サキュバス、受肉の手伝いをする事になりました21

 そんなこんなで三十分が経過しようとしている。もうすぐ突入の時だ。


「ピカ太さん」


「お、課長か。どうしたんだ? さっきまでいなかったが」


「ちょっと調達したいものがありましたので、そこの百貨店で購入してきました。

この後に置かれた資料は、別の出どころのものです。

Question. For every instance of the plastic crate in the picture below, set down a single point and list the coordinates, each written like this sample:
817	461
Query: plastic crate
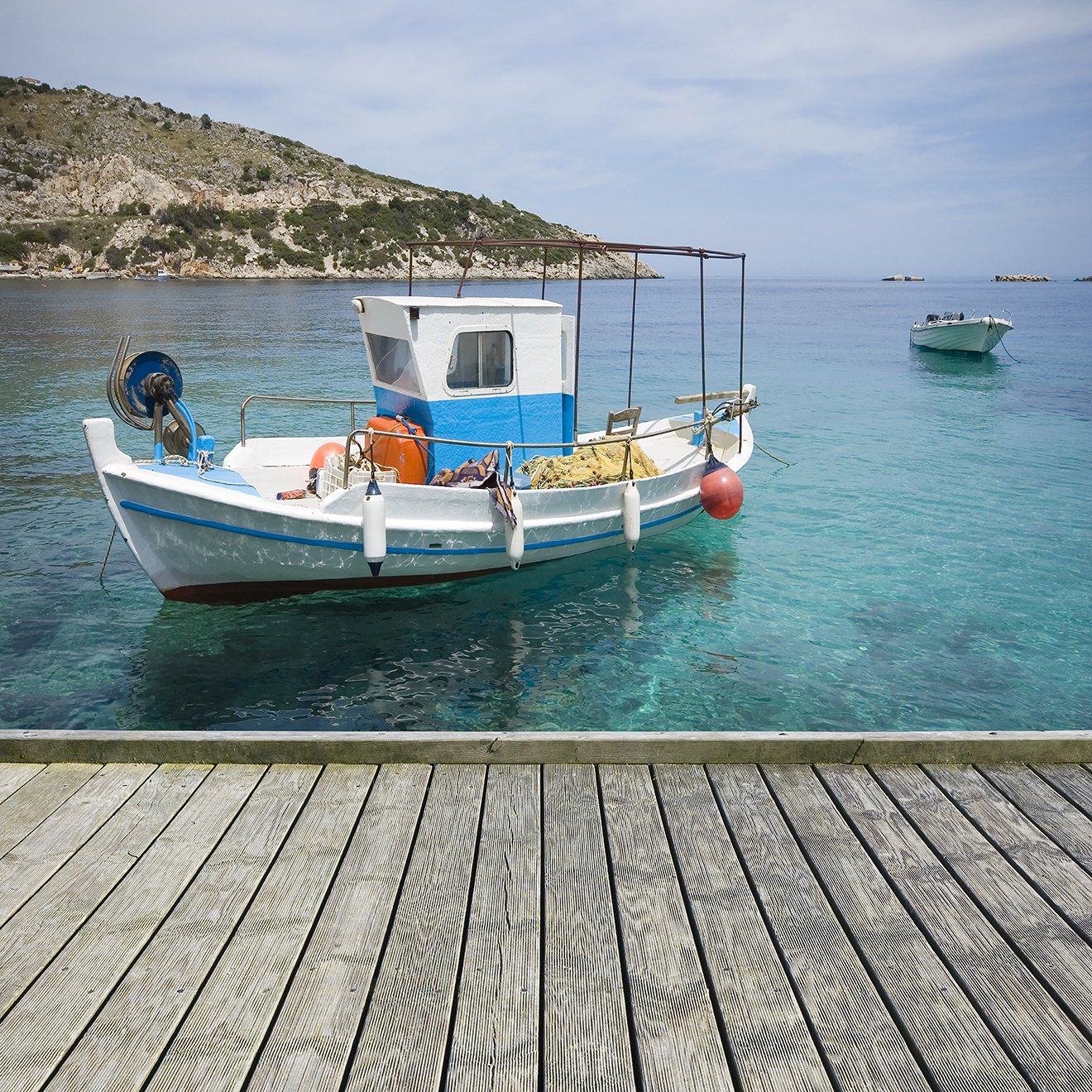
333	475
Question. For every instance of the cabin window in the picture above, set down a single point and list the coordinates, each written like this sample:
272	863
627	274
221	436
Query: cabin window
481	358
392	362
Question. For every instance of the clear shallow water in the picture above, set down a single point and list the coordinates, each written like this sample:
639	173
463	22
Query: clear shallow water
923	563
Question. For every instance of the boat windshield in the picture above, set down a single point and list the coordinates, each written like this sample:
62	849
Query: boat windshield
392	362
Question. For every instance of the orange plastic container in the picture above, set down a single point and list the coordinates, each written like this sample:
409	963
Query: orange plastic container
395	447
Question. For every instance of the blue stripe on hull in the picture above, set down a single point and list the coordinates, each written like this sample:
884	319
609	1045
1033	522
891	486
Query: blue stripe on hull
357	547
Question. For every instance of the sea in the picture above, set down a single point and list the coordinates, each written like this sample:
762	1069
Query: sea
914	550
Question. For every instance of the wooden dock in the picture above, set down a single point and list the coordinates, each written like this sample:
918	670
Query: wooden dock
782	927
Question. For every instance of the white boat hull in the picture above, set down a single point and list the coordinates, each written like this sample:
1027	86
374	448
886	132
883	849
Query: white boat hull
222	536
960	335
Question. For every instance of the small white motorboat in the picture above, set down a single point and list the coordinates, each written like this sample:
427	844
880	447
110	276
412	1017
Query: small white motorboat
468	464
956	333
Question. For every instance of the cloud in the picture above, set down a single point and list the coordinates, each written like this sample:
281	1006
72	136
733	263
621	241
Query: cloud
601	115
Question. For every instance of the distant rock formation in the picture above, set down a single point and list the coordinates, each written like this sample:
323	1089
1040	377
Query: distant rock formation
96	184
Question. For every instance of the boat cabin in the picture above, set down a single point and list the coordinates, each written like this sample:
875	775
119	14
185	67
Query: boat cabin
483	369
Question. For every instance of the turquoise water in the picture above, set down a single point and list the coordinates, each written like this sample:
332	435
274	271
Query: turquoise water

あ、お金は置いてきたのでご安心を」


「そうか」


 この非常時にいったいなにを買ってきたのか気になるところではあるが、どうでもいいや。変に干渉するのもなんだか気持ち悪いし。


「そういや課長。なんか食べる物もってない? ムー子がさっきからうるさいんだよ」


「お腹ペコリ丸です課長! 私いまならキング牛丼完丼できる気がします!」


 あーすき家のあれな。牛丼は割と余裕だったがカレーはきつかったな……一日あれだけ食べれば他何もいらなくなるくらいには破壊力が高い。胃に全部入れると変な汗出るし寝込むんだよなぁ。


「そういうと思ってカロリーメイトを持ってきたから食べなさい」


「あ! やったー! ありがとうございます! フルーツ味とは分かってますね! ちなみにピカ太さんは何が好きですか?」


「チョコかプレーン」


「うっわ面白みに欠ける回答……」


「フレーバー五種類のうち二個が面白くないってなんだ。どう答えればいいんだよ」


「そこはあれですよ。僕も君と一緒でフルーツが好きだなぁ……でも、君の方がもっと好きだな。とか!」


「カロリーメイトとお前を比較した場合全フレーバーでカロリーメイトが勝つから安心してくれ」


「またまたーそんな事言ってーあ、そうだピカ太さん? 私となりますか? フレンドに? まぁフレンドといってもセッk……ごひゅ……」


 喉元への貫手。あぁ、俺がデコース・ワイズメルだったらそのままストラトブレードで喉掻っけだのに。残念だ。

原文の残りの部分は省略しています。